Recipe: Delicious Sourdough Bao

Sourdough Bao. These Sourdough Einkorn Bao Buns are easy to make and remind me of soft and fat taco shells. I filled mine with BBQ pulled chicken but the possibilities are endless for what you can use to fill them. Gua Bao is a Vietnamese street food that I discovered one day whilst on the internet searching for new and exciting food to make.
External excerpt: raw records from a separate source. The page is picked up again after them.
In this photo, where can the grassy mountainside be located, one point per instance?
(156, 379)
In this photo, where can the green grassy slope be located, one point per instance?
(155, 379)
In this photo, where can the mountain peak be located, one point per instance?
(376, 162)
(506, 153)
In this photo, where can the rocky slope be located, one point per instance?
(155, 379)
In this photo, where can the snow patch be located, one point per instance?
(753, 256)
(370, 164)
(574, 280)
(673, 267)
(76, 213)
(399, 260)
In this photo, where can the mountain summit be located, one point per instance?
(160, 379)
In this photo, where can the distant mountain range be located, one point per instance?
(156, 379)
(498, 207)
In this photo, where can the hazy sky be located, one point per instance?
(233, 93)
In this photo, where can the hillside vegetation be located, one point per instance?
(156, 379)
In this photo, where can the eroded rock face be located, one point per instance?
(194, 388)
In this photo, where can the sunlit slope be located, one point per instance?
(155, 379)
Sourdough Bao Sourdough Bread Making Courses: The Sourdough School is based in Vanessa's beautiful Victorian Kitchen. Use sourdough to make bread, pancakes, cookies and more! Extensive selection of Expert Advice Articles, Tutorials, How-to Videos, Recipes and more! You can cook Sourdough Bao using 5 ingredients and 5 steps. Here is how you achieve it.

Ingredients of Sourdough Bao

  1. It’s 80 g of Sourdough starter (quite runny, straight from fridge).
  2. Prepare 140 g of All purpose flour.
  3. Prepare 50 ml of water.
  4. You need 1 tbsp of sunflower, sesame or coconut oil.
  5. It’s 1 tsp of sugar.

Check out the Sourdough Surprises steamed bun collection: Chinese BBQ Pork Sourdough Steamed Buns (Char Siu Bao). This sourdough Grissini is the perfect snack or party food. You can serve it both as appetizers or as snacks, perhaps with a dip. Following on from the sourdough crackers, this time I bring you the sourdough breadsticks.
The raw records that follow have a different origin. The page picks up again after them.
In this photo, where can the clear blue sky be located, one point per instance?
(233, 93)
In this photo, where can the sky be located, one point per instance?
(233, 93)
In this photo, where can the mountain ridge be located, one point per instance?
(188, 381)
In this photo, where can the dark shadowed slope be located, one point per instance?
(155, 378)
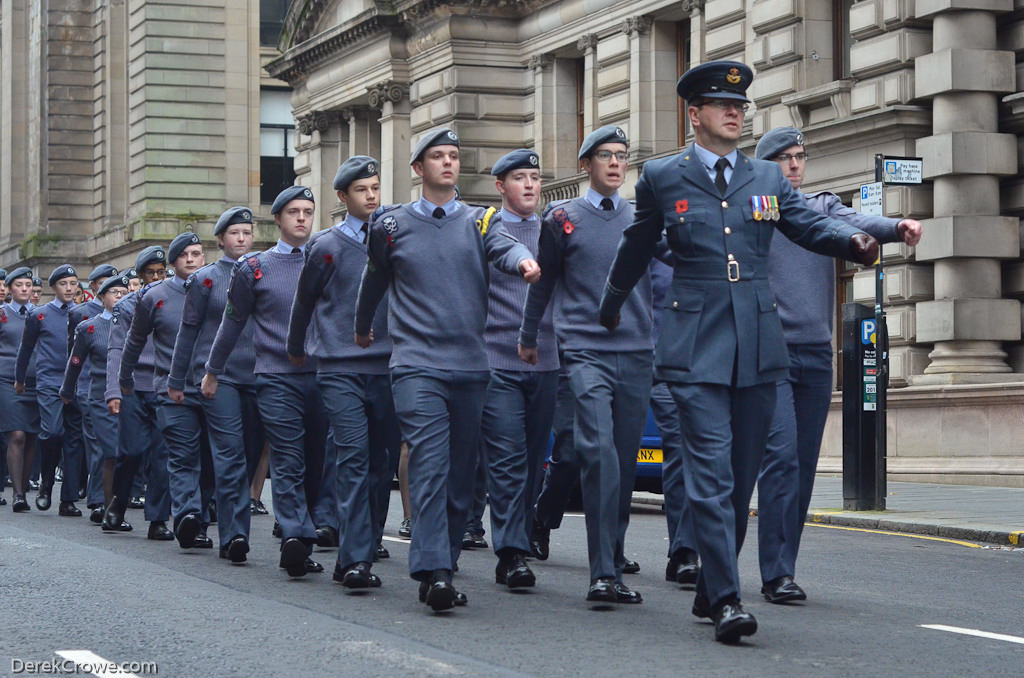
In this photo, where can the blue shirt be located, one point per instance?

Sourdough Bao step by step

  1. In the morning, dissolve the starter in the water and mix in all the other ingredients. Knead just enough to make a dryish dough. Cover with clingfilm and leave to rise at room temp.
  2. Throughout the morning, do a cycle of folds every hour or so. Don't let it get in the way of life though. Missing a few folds won't hurt..
  3. 4 hours before dinner, the dough should have doubled in size. Cut the dough into 4 pieces, flatten and shape into buns (do that thing where you stick baking parchment inside so that the two halves don't stick together). Place on baking parchment. I like to put them inside a steamer at this point so that they are ready to go at dinner time..
  4. Put steamer in the oven with the light on (in my oven this gives a temperature of about 40-50C). Leave until dinner time. Don't be afraid to prove the hell out of the buns. They should really be big and puffy by the end of this step..
  5. Buns should be nice and puffed up. Now add cold water to the steamer and put it over a medium heat. When the water starts boiling, start the timer. After 15 or 20 mins they are done!.

Sourdough ciabatta is perfect for bruschetta, juicy BBQ sandwiches, garlic bread, and soft cheeses. This recipe is surprisingly fast because of the large amount of active starter in the dough, and easy. A great recipe for a first time sourdough baker! This recipe has been a long time coming! Understanding how long to proof my sourdough before baking it took me some time to get the hang of.